I had lost faith entirely.

It's always sobering coming back down to earth, when you had been on a magical carpet ride of 8-0 football, against opponents who weren't terrible (but maybe weren't as good as they were before, ahem, looking at you Auburn). Doubt is a painful emotion, not because it comes around suddenly but because it creeps under your skin until the next thing you know, you can't even look in the mirror anymore at your orange shirt because deep down you know the wide-eyed innocence of pure unadultered fandom is no longer yours. You have questions about the special teams, you moan the inefficiency of the defense, and your quarterback is not really "your" quarterback so much.

So while I enjoyed the fact that we won last weekend, I couldn't really take any credit for believing that we'd do it. I didn't even watch the game until the fourth quarter, preferring instead to catch up with an old favorite of mine that I hadn't seen in a while.

(500) Days of Summer is, to my mind, the coolest, intentionally cool romantic comedy of our current age. But when I first saw it, and on subsequent viewings, I missed the point; I thought the film was indeed a love story, despite the protestations of the voiceover at the beginning. But upon rewatching it, and after experiencing a personal epiphany of which I may or may not elaborate later, I got it: the film isn't about love, but how to fall in love, and how not to fall in love is ably demonstrated by Tom, the protagonist with whom I couldn't help identify because we have both been known to misread The Graduate and wear Joy Division t-shirts. Behind the indie-rock soundtrack and Zooey(sic) Deschanel's blue eyes, it's the story of how we often talk ourselves into believing things that just aren't so.

Fans do that a lot, in the sports world: we want to believe that our teams are better than they are, or if they're not, that there's an explanation for that that's easily definable (i.e., the curse of Bambino, or the Billy Goat). For a lot of Clemson fans, it's just more comforting to believe that we suck, and that we will continue to suck, with occasional flashes of non-sucking thrown in to suck in the new fans year after year. My niece will be surrounded by Clemson fans, so the poor child will have no choice, you see. But I remember the Boston Red Sox of '04 deciding not to overthrow the Bambino so much as ignore the hell out of him, and just keep playing baseball. You do recall how that turned out, right?
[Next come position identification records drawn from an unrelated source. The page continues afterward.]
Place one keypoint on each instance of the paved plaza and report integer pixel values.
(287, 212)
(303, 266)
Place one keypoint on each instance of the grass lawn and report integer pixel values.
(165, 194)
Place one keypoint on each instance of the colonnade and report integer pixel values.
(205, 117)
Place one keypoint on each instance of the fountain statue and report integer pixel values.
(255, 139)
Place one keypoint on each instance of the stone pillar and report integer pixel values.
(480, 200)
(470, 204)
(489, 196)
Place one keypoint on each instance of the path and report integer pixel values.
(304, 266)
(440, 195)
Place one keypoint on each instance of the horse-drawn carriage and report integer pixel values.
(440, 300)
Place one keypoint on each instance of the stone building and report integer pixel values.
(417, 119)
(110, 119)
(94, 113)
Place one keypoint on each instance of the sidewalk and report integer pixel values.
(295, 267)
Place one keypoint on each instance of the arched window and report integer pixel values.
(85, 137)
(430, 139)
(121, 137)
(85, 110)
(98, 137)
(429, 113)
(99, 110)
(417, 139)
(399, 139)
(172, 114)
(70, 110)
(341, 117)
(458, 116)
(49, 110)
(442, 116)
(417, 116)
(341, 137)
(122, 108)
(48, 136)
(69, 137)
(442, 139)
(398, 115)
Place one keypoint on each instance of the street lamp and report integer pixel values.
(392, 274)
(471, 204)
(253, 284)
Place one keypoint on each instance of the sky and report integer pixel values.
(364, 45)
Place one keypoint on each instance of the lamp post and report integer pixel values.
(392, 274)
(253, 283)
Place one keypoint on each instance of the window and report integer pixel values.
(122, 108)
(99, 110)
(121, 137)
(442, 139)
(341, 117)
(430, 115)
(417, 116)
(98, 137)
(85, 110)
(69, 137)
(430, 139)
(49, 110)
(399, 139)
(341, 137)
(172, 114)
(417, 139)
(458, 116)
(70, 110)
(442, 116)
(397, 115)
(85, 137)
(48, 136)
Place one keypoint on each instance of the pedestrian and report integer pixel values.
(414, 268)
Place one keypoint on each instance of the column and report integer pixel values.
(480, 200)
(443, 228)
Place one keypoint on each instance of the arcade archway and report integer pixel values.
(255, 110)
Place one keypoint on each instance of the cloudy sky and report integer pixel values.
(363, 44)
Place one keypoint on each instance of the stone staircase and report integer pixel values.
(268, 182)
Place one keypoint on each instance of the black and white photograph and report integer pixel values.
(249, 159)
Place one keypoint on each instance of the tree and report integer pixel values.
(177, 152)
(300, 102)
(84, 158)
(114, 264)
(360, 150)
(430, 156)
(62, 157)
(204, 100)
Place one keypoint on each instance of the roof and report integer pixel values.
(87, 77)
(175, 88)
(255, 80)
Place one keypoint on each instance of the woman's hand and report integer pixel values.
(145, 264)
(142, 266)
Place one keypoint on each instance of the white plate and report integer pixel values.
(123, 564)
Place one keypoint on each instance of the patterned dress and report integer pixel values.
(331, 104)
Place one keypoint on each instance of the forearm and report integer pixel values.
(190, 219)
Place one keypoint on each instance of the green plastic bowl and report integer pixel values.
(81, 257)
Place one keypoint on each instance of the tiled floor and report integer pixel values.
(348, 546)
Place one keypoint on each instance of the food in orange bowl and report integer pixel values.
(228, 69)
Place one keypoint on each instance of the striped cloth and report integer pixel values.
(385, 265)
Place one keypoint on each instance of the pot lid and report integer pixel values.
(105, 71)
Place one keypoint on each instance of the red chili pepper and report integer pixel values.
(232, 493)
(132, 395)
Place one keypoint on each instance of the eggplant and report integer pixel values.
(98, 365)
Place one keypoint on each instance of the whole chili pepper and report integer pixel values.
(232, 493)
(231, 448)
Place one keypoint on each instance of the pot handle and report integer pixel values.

For the longest time, at least over a year, I've not had the confidence to be myself around women. I've tried to "woo" them, or whatever, just failing miserably because deep down, I didn't believe any of it. But now, I have to say, my confidence is sorta back. And while I don't think it is any of your business to say what all brought this about, I suppose it will suffice to say that I'm not looking for someone else to make me feel better about myself anymore. Getting fired might have been the best thing that ever happened to me, because it forced me to take a long look at myself and realize that I'm often the reason I can't get anything I want. Self-defeater, party of one. And that's not what falling in love should be about, this urge to define yourself through someone else's eyes. It should be about you saying...I'm good enough, I'm smart enough, and doggone it, people like me.

Okay, bit cliched there at the end, but you catch my drift, imaginary audience to whom I feel I am speaking?

Anyway, time to get back on that horse, only this time I think I'll be a more confident rider. If I'm not...believe me, I'll probably bitch about it here.